Inverse of $\frac{1-e^{-x}}{x}$ on $(0,1)$

Question

I am trying to invert (or to estimate the inverse of) $$y=\frac{1-e^{-x}}{x}$$ for $y\in(0,1)$. The function 'looks' monotonically decreasing between $x=0$ and $x=\infty$, but I have not been able to show this.

I have been able to compute the inverse function numerically, but I am wondering if there is an analytical solution or approximation that would help speed things up.

Mathematica tells me that the inverse is $$x=\frac{1+y\cdot\text{ProductLog}[-e^{-1/y}/y]}{y}$$ where $\text{ProductLog}[z]$ is the solution to $z=we^w$. I have tried re-arranging the latter expression but I cannot arrive at the original function. Plotting the latter function on $y\in(0,1)$, it looks plausible, but I don't want to use this formula without understanding where it comes from.

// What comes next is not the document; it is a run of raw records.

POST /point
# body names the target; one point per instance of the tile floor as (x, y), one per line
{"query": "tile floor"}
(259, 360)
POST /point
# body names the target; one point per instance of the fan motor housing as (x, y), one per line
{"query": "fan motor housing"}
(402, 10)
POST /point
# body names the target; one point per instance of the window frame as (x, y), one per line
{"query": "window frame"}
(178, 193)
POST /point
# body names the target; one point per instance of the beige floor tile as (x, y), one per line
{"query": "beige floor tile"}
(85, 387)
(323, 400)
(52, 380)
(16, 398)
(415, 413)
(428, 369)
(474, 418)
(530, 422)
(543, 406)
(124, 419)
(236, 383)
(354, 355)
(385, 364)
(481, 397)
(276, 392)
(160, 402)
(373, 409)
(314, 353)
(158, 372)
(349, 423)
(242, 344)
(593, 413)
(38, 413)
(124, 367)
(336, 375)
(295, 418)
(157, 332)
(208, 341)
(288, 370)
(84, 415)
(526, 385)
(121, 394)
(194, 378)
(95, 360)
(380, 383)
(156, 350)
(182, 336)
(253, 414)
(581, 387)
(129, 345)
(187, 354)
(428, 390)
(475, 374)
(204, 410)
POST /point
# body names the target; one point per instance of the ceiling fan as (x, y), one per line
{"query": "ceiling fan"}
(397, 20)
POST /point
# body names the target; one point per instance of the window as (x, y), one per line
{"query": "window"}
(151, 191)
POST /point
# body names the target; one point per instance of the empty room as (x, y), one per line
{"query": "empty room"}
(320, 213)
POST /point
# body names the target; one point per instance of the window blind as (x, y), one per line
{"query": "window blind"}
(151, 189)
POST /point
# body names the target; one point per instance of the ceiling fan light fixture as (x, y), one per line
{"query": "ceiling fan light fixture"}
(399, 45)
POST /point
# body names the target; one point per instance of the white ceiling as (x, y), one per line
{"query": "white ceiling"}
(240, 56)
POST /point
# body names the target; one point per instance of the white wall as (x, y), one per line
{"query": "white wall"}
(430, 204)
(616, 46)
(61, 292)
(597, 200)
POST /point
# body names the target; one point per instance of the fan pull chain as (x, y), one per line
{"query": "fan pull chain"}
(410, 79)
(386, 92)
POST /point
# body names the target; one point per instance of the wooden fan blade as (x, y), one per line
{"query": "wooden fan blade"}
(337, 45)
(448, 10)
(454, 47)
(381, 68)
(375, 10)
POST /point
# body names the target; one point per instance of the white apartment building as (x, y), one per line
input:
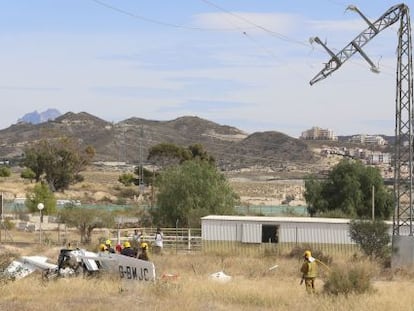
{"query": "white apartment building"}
(317, 133)
(368, 139)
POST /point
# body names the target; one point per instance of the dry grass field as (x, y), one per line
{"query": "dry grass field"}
(252, 287)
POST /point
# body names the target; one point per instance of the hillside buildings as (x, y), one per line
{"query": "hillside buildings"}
(368, 139)
(317, 133)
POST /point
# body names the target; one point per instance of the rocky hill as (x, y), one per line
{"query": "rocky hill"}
(39, 117)
(127, 140)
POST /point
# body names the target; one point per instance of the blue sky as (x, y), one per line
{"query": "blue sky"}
(241, 63)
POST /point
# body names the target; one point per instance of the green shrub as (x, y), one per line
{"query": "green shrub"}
(5, 171)
(372, 237)
(355, 279)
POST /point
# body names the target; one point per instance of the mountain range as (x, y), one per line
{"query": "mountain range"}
(40, 117)
(129, 140)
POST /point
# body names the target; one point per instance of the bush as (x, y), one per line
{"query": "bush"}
(5, 171)
(354, 279)
(372, 237)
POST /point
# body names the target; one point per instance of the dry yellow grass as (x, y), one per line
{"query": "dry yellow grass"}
(253, 287)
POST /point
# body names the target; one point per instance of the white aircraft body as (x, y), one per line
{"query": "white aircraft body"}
(72, 262)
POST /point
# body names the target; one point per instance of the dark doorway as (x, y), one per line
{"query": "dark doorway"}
(270, 234)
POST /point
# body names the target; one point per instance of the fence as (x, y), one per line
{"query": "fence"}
(174, 239)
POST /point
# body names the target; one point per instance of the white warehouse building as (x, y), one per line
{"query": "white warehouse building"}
(258, 229)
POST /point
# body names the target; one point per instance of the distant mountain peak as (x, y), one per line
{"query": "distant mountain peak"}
(36, 117)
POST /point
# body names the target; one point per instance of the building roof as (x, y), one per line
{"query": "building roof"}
(277, 219)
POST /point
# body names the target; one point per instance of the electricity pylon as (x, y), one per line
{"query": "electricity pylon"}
(403, 240)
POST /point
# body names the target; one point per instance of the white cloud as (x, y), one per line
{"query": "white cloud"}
(248, 21)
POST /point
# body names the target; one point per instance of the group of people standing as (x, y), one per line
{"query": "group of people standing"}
(140, 252)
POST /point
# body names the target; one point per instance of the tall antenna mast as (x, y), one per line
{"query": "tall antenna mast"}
(403, 240)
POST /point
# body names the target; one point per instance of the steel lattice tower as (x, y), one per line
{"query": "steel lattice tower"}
(403, 161)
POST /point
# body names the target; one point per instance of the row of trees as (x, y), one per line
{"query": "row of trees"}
(347, 192)
(189, 185)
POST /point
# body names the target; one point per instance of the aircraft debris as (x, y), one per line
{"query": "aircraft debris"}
(220, 277)
(75, 262)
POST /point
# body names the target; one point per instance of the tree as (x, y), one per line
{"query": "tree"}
(41, 194)
(191, 190)
(372, 236)
(127, 179)
(59, 162)
(28, 173)
(348, 191)
(86, 220)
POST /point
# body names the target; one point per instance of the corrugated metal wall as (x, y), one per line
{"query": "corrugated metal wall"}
(314, 233)
(289, 232)
(219, 231)
(251, 233)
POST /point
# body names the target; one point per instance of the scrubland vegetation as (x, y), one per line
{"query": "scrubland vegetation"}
(252, 287)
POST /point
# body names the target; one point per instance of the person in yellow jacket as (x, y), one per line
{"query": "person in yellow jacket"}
(309, 271)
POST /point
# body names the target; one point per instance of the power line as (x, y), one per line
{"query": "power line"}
(271, 32)
(155, 21)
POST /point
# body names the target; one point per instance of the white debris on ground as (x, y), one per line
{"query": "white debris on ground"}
(220, 277)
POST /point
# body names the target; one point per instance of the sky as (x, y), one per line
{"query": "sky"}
(242, 63)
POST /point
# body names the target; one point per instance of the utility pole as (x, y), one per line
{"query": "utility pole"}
(141, 165)
(402, 239)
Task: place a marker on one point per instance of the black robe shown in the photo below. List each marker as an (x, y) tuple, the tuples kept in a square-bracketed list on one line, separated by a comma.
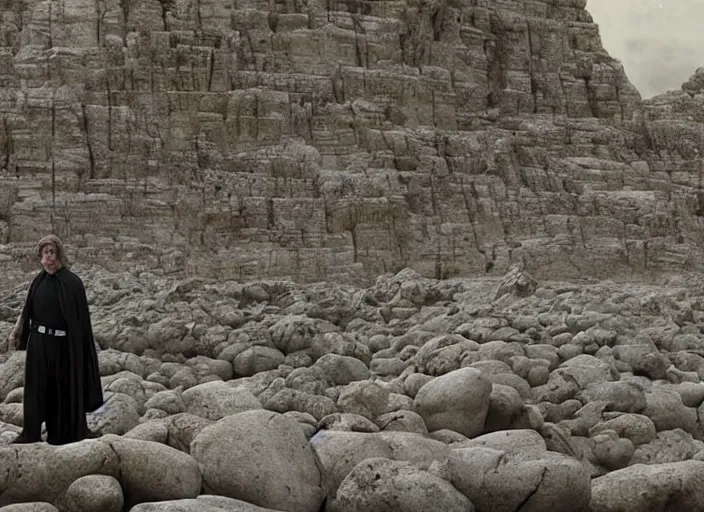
[(85, 390)]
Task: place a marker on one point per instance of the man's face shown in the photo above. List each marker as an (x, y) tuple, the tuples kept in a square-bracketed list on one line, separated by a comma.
[(50, 260)]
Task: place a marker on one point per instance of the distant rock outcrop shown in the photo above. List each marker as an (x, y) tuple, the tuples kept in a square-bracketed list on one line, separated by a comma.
[(313, 141)]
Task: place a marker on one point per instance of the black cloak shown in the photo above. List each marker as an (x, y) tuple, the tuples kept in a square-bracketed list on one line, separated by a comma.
[(86, 393)]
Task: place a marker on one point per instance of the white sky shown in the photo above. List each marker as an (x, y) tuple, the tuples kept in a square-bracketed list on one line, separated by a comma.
[(659, 42)]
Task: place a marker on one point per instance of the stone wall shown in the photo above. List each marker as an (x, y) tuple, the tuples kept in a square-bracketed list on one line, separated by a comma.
[(339, 140)]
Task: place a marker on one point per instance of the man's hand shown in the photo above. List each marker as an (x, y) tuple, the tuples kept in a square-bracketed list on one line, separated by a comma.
[(12, 340)]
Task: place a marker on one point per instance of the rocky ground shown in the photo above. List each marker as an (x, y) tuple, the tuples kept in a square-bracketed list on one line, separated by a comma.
[(411, 395)]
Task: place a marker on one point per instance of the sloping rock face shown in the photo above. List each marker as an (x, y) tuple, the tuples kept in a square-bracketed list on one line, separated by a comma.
[(313, 140)]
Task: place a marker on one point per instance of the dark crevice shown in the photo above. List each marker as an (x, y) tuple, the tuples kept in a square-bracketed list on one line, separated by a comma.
[(91, 156), (532, 493), (211, 70)]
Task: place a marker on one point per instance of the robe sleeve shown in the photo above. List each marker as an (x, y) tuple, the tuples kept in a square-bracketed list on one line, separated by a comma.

Can anyone show me how to invert the original function or help me estimate the inverse to some degree of precision?

Answer 1

Derivation to obtain the Lambert $W$ function : \begin{align} y&=\frac{1-e^{-x}}x\\ x&=\frac{1-e^{-x}}y\\ x\,e^x&=\frac{e^{x}-1}y\\ \left(x-\frac 1y\right)\,e^x&=-\frac 1y\\ \left(x-\frac 1y\right)\,e^{\large{x-\frac 1y}}&=-\frac {\large{e^{-\frac 1y}}}y\\ x-\frac 1y&=W\left(-\frac {\large{e^{-\frac 1y}}}y\right)\\ \end{align} and the wished formula : $\quad\boxed{\displaystyle x=\frac 1y+W\left(-\frac {\large{e^{-\frac 1y}}}y\right)}$

At this point (as indicated by robjohn) we may use the fact that $\;y\in(0,1)\;$ and observe that the parameter of the Lambert-$W$ function $\,-\dfrac 1y\;e^{-\large{\frac 1y}}\;$ will belong to $\;\left(-\dfrac 1e,\;0\right)$.

The implications are :

• for any $\,y\in(0,1)\;$ we have two real solutions from the two branches of the Lambert-$W$ function (see the picture in the Wikipedia link and the discussion about the image of $W$ under or above $-1$ corresponding to the parameter $-\dfrac 1e$) :$$x_1=\frac 1y+W\left(-\frac {\large{e^{-\frac 1y}}}y\right),\;x_2=\frac 1y+W_{-1}\left(-\frac {\large{e^{-\frac 1y}}}y\right)$$
• the parameter of $W$ may be written as $\;u\,e^u\,$ for $u=-\dfrac 1y\;$ but $\;W_{-1}(u\,e^u)=u\;$ in the second case so that $\;x_2=\dfrac 1y-\dfrac 1y\;$ with the solutions becoming simply : $$x_1=\frac 1y+W\left(-\frac {\large{e^{-\frac 1y}}}y\right),\ x_2=0$$ ($x_2=0$ is rather a solution of $\:x\;y=1-e^{-x}\;$ than of the initial equation)